Country mix. Identify your top 10 SKUs by tariff exposure and run a true alternative-source analysis. Not "could we move this," but "what is the all-in cost — including tooling, transition risk, and lead-time impact — of moving this versus absorbing the duty." For most businesses, the answer is not "move everything." It is "move the top 20% of exposure, accept the rest, and use pricing for the gap."


Pricing. Do not pass through across the board. Build a category-by-category pricing model that takes into account elasticity, competitive set, and brand permission. In one program, we moved 60% of duty exposure into price on roughly 18% of the assortment, with no measurable elasticity hit. The rest absorbed.


Buffer strategy. This is where I disagree with most of the conventional advice. The instinct is to pull inventory forward. Sometimes that is right — particularly on long-lead categories with stable demand. Often it is wrong. Pulled-forward inventory at the wrong assumption rate is just trapped working capital. Be selective. Only pull forward where you have demand certainty and where the duty arbitrage is meaningful.

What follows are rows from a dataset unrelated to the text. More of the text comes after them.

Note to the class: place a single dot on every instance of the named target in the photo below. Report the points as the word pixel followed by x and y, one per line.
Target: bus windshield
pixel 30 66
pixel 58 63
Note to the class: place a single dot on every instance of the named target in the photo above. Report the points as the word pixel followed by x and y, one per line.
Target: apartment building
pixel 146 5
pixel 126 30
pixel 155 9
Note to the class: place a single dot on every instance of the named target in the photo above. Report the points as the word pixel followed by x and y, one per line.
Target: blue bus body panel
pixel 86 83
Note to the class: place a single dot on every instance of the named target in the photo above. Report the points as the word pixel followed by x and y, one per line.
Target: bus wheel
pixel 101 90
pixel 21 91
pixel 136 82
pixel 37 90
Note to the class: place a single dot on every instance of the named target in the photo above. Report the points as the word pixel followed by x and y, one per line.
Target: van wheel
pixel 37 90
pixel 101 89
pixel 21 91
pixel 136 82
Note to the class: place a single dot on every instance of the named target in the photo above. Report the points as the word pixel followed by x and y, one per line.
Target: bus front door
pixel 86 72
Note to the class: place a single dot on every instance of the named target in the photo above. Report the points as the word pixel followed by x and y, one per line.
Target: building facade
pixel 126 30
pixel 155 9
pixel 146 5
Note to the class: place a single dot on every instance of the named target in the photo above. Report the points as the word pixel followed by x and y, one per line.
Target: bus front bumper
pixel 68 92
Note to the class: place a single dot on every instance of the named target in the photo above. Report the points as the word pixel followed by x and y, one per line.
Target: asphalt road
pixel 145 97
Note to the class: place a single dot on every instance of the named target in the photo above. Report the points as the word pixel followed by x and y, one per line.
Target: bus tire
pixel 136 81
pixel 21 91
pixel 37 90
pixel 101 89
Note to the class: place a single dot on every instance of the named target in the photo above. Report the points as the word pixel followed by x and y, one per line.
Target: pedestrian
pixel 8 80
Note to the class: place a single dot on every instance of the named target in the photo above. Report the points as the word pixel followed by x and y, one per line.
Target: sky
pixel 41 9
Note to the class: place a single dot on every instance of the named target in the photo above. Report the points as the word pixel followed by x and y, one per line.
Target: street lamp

Days 60–90: Position for the new equilibrium


Two final levers most teams under-use.


Foreign Trade Zone optimization. If you have meaningful import volume and you are not running an FTZ strategy, there is real money on the table — particularly on inventory that may be re-exported, transformed, or held for extended periods. The setup cost is non-trivial. The return is durable.


First sale valuation. If you import through a middleman structure and you can document the manufacturer-to-middleman price, you can often base duty on that lower price. This is a legitimate and well-established strategy. It requires real documentation discipline and broker support. It is also one of the highest-ROI duty strategies available to mid-market importers.


Three mistakes to avoid


One. Treating this as a one-time event. Tariff policy is now structurally unstable. Build the capability to repeat this exercise quarterly, not the capability to survive the next round.


Two. Under-resourcing customs and trade. Most mid-market businesses run trade compliance as a back office function. In this environment, it is a margin function. Either elevate it internally or engage outside help with real depth.


Three. Optimizing for cost over agility. The most expensive position to be in is locked into a low-cost source you cannot move. The next 24 months will reward businesses with optionality. Build it now.


This is execution work. It does not lend itself to a deck. The businesses that will gain share through this period are the ones that decide, sequence, and move — and that is what this work requires.